Plus it is obvious the internal SSD has a problem of some sort which is very likely interfering even when booting to external media such as your external hard drive or Internet Recovery Mode.
I'll leave it running overnight if needs be, but at which point can it be accepted that the installation has failed? Some people have said that a reboot solves it (somehow). But to me that suggests just hitting the power button (there's no menu to restart from) - surely that's no good for the external drive? Thoughts?
Only you can decide when to force a power off. If the OS was fully copied when it got stuck, then rebooting will allow the system to start with phase 2 of the installation process.....sometimes you may need to Option Boot to select the external boot drive which may have a name such as "Install macOS" (not to be confused with a USB installer of a similar name).
You can remove the internal SSD & adapter in order to try to complete the macOS installation on the external drive. You can also remove the internal SSD to try performing another clean install of macOS to the external drive which may have a better chance at working if the internal SSD or adapter is causing problems.
What SSD adapter are you using with the third party SSD if it is an M.2 SSD? The Sintech SSD adapter is the only one I've seen on these forums which seems to be the most compatible & reliable.
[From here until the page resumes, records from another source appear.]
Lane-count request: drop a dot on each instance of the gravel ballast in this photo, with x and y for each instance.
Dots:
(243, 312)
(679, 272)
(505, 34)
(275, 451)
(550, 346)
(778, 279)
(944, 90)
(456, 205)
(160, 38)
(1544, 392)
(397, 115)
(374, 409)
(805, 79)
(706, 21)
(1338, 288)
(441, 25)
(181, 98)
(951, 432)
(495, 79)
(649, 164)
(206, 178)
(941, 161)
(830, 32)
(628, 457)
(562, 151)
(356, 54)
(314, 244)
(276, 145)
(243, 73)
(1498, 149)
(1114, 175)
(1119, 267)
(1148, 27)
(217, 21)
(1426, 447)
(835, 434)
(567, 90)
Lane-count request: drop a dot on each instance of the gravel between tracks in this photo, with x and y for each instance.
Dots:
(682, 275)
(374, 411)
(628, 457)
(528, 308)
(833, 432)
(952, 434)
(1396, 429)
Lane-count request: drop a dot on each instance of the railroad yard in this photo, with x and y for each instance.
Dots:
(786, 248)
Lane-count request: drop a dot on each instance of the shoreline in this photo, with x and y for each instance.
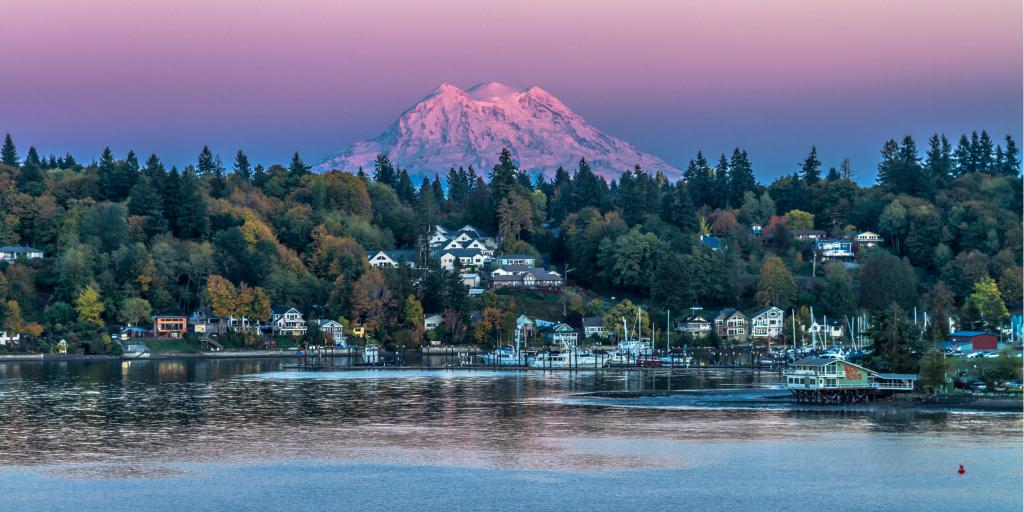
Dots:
(898, 402)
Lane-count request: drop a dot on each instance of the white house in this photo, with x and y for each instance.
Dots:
(593, 326)
(8, 340)
(11, 253)
(391, 258)
(287, 322)
(516, 259)
(334, 328)
(867, 239)
(560, 334)
(467, 257)
(432, 322)
(767, 323)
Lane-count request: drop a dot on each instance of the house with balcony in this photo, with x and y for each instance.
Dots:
(11, 253)
(731, 324)
(826, 380)
(170, 326)
(287, 322)
(560, 334)
(867, 239)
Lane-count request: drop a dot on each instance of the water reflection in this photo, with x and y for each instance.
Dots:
(132, 414)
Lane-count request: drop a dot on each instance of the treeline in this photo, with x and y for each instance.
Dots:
(128, 239)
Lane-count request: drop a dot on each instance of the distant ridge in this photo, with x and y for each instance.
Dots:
(452, 127)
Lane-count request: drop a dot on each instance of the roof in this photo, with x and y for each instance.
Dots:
(712, 242)
(968, 334)
(18, 249)
(897, 377)
(397, 255)
(762, 311)
(516, 256)
(813, 361)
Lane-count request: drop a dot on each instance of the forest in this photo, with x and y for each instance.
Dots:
(125, 239)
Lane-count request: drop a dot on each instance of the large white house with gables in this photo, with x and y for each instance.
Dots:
(287, 322)
(767, 323)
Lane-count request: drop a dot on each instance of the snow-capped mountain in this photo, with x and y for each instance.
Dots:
(453, 127)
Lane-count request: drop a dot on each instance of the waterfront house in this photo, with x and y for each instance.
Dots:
(11, 253)
(432, 322)
(593, 326)
(170, 326)
(287, 322)
(695, 326)
(867, 239)
(834, 250)
(973, 341)
(332, 328)
(8, 339)
(731, 324)
(713, 243)
(826, 380)
(809, 235)
(391, 258)
(516, 259)
(560, 334)
(767, 323)
(467, 258)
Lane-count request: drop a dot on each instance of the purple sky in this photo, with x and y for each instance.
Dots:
(272, 77)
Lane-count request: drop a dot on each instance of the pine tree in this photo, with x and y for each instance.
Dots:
(740, 176)
(810, 170)
(297, 168)
(207, 165)
(242, 168)
(8, 154)
(963, 158)
(384, 171)
(1012, 161)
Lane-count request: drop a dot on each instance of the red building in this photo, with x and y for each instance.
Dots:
(974, 340)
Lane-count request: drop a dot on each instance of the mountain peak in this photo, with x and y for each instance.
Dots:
(453, 127)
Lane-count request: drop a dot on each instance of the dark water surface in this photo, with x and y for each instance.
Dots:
(252, 435)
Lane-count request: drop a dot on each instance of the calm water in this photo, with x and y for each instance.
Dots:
(252, 435)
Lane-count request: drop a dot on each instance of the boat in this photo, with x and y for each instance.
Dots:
(568, 356)
(631, 352)
(505, 356)
(508, 355)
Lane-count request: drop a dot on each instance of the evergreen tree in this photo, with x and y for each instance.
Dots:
(1011, 159)
(740, 176)
(963, 157)
(242, 168)
(504, 176)
(8, 154)
(698, 179)
(810, 170)
(939, 161)
(297, 168)
(384, 171)
(207, 165)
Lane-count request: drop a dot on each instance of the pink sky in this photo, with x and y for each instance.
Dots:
(669, 76)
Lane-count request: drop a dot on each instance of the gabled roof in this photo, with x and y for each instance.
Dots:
(516, 256)
(970, 333)
(18, 249)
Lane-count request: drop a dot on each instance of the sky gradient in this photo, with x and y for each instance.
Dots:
(313, 76)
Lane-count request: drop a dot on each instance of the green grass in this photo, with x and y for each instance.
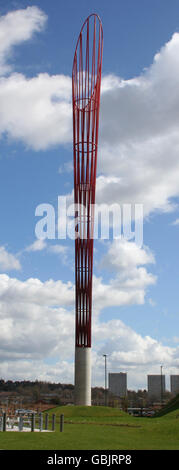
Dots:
(100, 428)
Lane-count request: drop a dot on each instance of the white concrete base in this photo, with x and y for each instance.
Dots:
(83, 376)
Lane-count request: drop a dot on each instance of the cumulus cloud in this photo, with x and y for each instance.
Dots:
(37, 324)
(139, 143)
(8, 261)
(16, 27)
(38, 245)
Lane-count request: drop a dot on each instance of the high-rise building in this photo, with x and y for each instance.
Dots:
(156, 386)
(174, 384)
(118, 384)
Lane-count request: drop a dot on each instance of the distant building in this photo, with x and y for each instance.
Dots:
(118, 384)
(174, 384)
(156, 386)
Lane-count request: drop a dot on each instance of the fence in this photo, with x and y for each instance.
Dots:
(32, 422)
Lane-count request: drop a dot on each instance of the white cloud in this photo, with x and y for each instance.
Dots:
(176, 222)
(139, 143)
(16, 27)
(37, 323)
(8, 261)
(38, 245)
(36, 111)
(139, 139)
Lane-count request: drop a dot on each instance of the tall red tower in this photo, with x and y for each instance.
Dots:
(86, 84)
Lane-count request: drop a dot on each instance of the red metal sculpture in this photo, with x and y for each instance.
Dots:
(86, 83)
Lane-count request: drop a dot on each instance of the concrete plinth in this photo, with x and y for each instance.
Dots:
(83, 376)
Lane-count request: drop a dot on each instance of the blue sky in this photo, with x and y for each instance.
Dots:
(135, 290)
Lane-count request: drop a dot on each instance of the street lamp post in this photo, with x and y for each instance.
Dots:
(105, 376)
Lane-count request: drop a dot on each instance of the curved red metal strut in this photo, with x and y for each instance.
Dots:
(86, 83)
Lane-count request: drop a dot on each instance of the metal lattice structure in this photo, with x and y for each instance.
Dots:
(86, 83)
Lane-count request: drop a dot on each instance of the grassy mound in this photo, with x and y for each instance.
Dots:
(88, 413)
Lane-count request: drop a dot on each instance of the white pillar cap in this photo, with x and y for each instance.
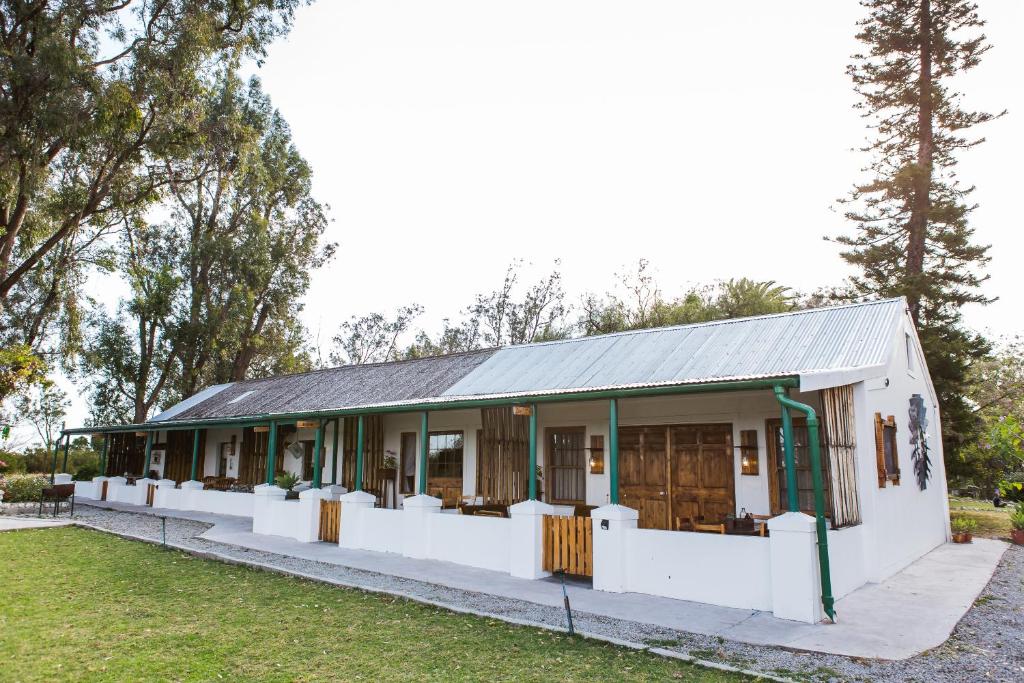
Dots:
(530, 509)
(614, 512)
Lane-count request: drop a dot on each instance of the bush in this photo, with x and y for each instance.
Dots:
(23, 487)
(1017, 517)
(286, 480)
(86, 472)
(964, 525)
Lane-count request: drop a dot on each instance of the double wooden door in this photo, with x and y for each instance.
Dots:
(671, 473)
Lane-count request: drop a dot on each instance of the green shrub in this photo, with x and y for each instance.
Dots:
(86, 472)
(23, 487)
(286, 480)
(964, 524)
(1017, 517)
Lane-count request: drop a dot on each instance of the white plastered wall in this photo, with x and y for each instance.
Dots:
(901, 522)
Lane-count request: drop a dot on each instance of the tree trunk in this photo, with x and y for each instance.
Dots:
(918, 227)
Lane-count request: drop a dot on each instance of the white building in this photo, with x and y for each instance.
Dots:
(660, 458)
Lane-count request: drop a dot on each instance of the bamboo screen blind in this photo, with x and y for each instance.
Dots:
(841, 446)
(126, 454)
(503, 460)
(373, 452)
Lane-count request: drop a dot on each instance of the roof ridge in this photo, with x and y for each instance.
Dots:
(708, 324)
(363, 365)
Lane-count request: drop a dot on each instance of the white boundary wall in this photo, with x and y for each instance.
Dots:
(193, 497)
(420, 529)
(728, 570)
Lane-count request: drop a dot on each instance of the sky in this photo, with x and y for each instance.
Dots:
(451, 136)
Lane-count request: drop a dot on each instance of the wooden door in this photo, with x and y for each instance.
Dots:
(643, 474)
(676, 472)
(702, 477)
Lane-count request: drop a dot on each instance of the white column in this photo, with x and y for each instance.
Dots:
(416, 524)
(350, 534)
(796, 592)
(526, 539)
(265, 496)
(611, 524)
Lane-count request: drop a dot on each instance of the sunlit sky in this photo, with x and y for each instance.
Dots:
(450, 136)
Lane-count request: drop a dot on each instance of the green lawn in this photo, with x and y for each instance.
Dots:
(993, 522)
(77, 604)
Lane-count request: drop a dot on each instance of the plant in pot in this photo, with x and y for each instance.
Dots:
(963, 528)
(1017, 524)
(389, 469)
(288, 481)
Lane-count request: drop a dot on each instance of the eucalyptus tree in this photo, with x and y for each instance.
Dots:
(216, 286)
(913, 232)
(93, 93)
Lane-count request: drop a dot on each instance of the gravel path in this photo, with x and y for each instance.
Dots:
(987, 644)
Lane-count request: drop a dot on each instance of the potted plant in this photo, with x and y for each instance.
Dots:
(1017, 524)
(389, 470)
(288, 481)
(963, 528)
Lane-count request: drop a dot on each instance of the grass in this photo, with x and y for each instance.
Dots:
(82, 605)
(993, 522)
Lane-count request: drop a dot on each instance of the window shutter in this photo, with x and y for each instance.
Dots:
(880, 450)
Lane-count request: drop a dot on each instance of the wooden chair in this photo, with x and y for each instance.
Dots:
(58, 494)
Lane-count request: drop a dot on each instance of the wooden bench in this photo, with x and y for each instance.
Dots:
(58, 494)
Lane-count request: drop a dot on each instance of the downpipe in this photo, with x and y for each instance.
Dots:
(827, 601)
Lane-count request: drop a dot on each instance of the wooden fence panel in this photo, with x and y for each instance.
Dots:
(568, 545)
(330, 526)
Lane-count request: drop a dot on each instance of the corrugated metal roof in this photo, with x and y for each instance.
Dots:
(787, 344)
(338, 387)
(841, 340)
(195, 399)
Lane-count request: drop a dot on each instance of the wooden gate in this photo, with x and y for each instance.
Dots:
(568, 545)
(330, 520)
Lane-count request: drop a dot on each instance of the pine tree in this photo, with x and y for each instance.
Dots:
(913, 236)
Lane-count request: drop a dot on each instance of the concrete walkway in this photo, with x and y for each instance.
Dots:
(15, 523)
(910, 612)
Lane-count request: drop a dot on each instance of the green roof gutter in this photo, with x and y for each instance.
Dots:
(827, 601)
(454, 404)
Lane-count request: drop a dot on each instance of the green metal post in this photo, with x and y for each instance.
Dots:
(271, 453)
(358, 454)
(317, 444)
(107, 452)
(148, 454)
(56, 450)
(532, 453)
(792, 493)
(613, 451)
(195, 470)
(424, 452)
(827, 601)
(64, 467)
(334, 453)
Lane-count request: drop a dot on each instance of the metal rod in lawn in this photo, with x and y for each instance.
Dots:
(565, 599)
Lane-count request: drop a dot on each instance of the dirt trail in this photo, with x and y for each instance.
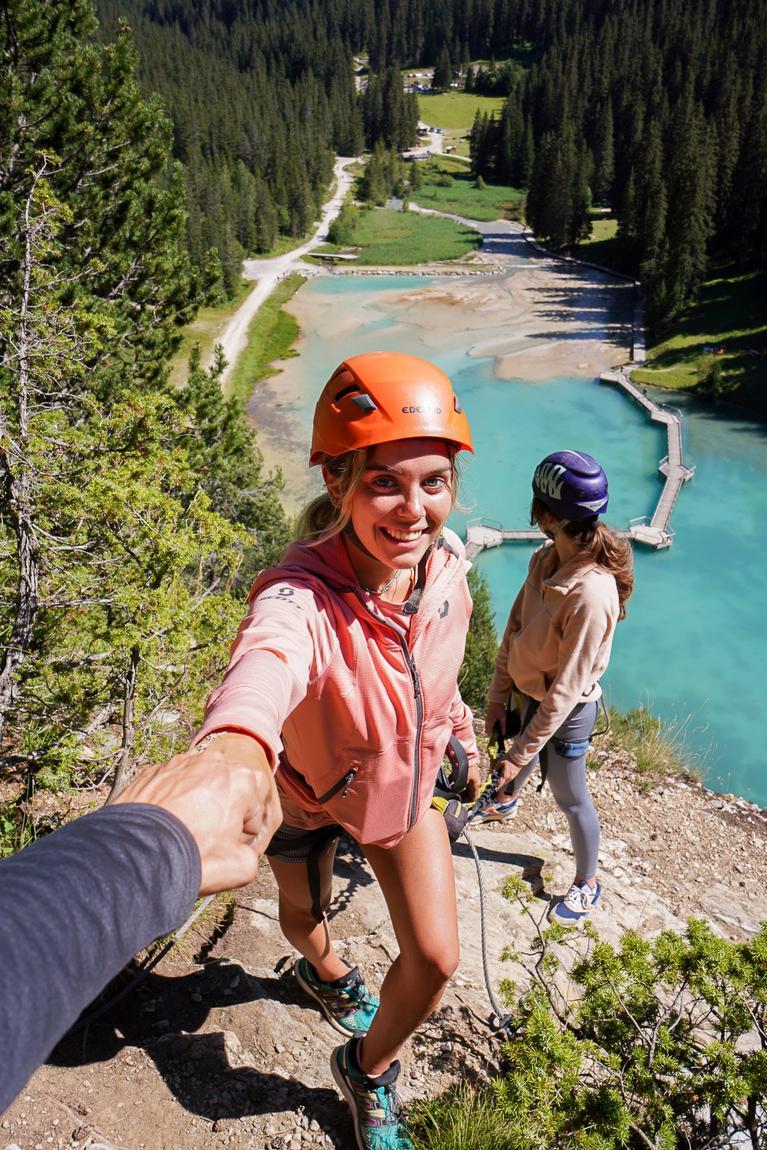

I've never seen anyone report any issues when using a Sintech SSD adapter, but I have seen almost every other brand of adapter reported as being problematic.
Plus not all SSDs are compatible with all computers, so there is always a chance the SSD may be incompatible.
Or the SSD may actually have a hardware problem. Once you get macOS installed & booting from an external drive, then you can run DriveDx to check the health of the internal SSD. Post the complete DriveDx text report here using the "Additional Text" icon which looks like a piece of paper so I can review it for clues since not all "Failing" or "Warning" conditions indicate a bad SSD....these reports need to be manually interpreted by someone familiar with interpreting SSD health reports. There are other ways of checking the health of a drive which I can provide if needed. Unfortunately most SSDs fail due to controller communication issues which do not show up in any health report.